Cloud data sovereignty is the idea that data should abide by the laws of the country where the data originated from and is associated with. Under data sovereignty, data associated with citizens of Germany, for example, should reside on storage devices located in Germany, or minimally on storage devices in an EU location.
National governments are increasingly concerned with how tech companies collect, use, and store data that originates within the borders of their countries. Their complaints are primarily against tech companies, many or most of which are American. There is a worry that there is a loss of control of data and a lack of ability to ensure that sovereign data is treated as private and subject to strict security measures.
Michael Pezzullo, Australia’s Secretary of Home Affairs, said that “the ability of certain adversaries, some of whom are state adversaries, some of whom are criminal adversaries, to penetrate that data…is of deep concern to government.”

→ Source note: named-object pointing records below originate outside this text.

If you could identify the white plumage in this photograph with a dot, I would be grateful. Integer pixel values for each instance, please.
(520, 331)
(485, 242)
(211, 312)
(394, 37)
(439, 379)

Pezzullo said that “what we would have in mind here, I suspect, to be very candid, would not be attractive necessarily to those companies [American high tech companies]. Because how they make their money is, frankly, by moving the data around to the cheapest car park of data, which has the lowest regard for security but the highest regard to data as a commodity. And that’s a perfect illustration of the tension here between the private commercial interest and the public interest.”
Countries have enacted regulations which are beginning to make sovereign data a necessary condition for tech companies to do business with their citizens and businesses. The US enacted the CLOUD Act in 2018, China has the Cybersecurity Act from 2017. And the EU has enacted what is known as GDPR in 2018.
As could be expected, tech giants have tried to push back. An Amazon AWS spokesperson said that sovereignty plans “remove many of the fundamental benefits of cloud computing for customers – they restricts freedom of choice, flexibility, and ability to scale globally, without increasing security.”